The problem isn’t that these lines are lame (although they kind of are,) it’s that they sound blatantly expository.
But it isn’t just Jeff Probst hammering this concept; the contestants are in on in too. Laura, from Samoa, actually paraphrases an old Bill Cosby zinger. “I brought you into this world, and I can take you out,” she says in reference to her daughter. We also have Brad, who—after Gervase hilariously taunts the newbies post-challenge—takes umbrage not so much with Gervase’s bravado but the recipient of his bravado: his niece's tribe. “I don’t want to gloat over them because they are losing a loved one,” he says disapprovingly.

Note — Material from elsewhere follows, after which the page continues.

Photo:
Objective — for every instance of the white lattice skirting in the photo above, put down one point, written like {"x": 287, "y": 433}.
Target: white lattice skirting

Now this is getting at a larger concern: Some contestants seem shackled by an altruistic deference to family. In a moment of startling honesty (read: naiveté,) Brad (“Way to go Brad!”) offhandedly remarks in front of everyone that a part of him might consider throwing certain competitions to his wife, Monica. Similarly, Rupert sacrifices his game for his wife after she is voted out Jodi-style. In the words of Gervase, “I wanted to play with Rubert. I didn’t want to play with Laura.” Unfortunately, it looks like we’re stuck with neither of them: Some of the contestants’ individual identities have been subsumed by their relationship identities.
I know this intersection of Survivor and family is the point of this season, but it’s kind of infuriating right now. What I’m hoping to see is the juncture at which these familial feelings start to erode, when these people get focused in the stakes of their own game. I want more people acting like Gervase. I want brazen celebrations after competitions, not crying. I want backstabs. I want Survivor.
But it’s still way too early to write this season off. I can hear Gervase now: “Don’t let that fool you! Don’t let that fool you!”
I hope you’re right, Gervase.
You Are What You Is
There is one thing in particular (besides Gervase) that gives me hope for this season: Colton. No I’m not talking about the lovely lilt of his voice when he reads Tree Mail. I’m talking about drama!
He seems contrite for the appalling way he treated people on One World, and there appears to be a hope that he could possibly redeem himself. “If he’s changed, wouldn’t that be a beautiful story?” ponders Monica. And at first glance, things look decent. He is making a concerted effort to endear himself to the rest of his tribe, telling them about how he was ostracized for being gay, how people in his own family have repudiated him.
But the cracks are already beginning to show in his façade. During the first stretch of the immunity challenge, Kat starts chastising him for not working hard enough. “Paddle strong, Colton!” she jeers. Colton eventually just freaks out and screams directly in Kat’s face, threatening to hit her with his paddle. “Oh hell, no!” replies Kat.
Oh hell, yes!
 I don’t want to be too rough on Jeff; he still throws some vintage shit talking into the mix: “Gervase can barely get up—and then a horrible belly flop.”
 I will give kudos to John who chose to not sacrifice himself for Candice, because she probably has a “better chance” at beating Rupert on Redemption Island than he does. It is a flimsy rationale, but I like his gumption.
 Admittedly, I would imagine that the producers want this too. I’m sure they are crossing their fingers for some epic familial betrayal.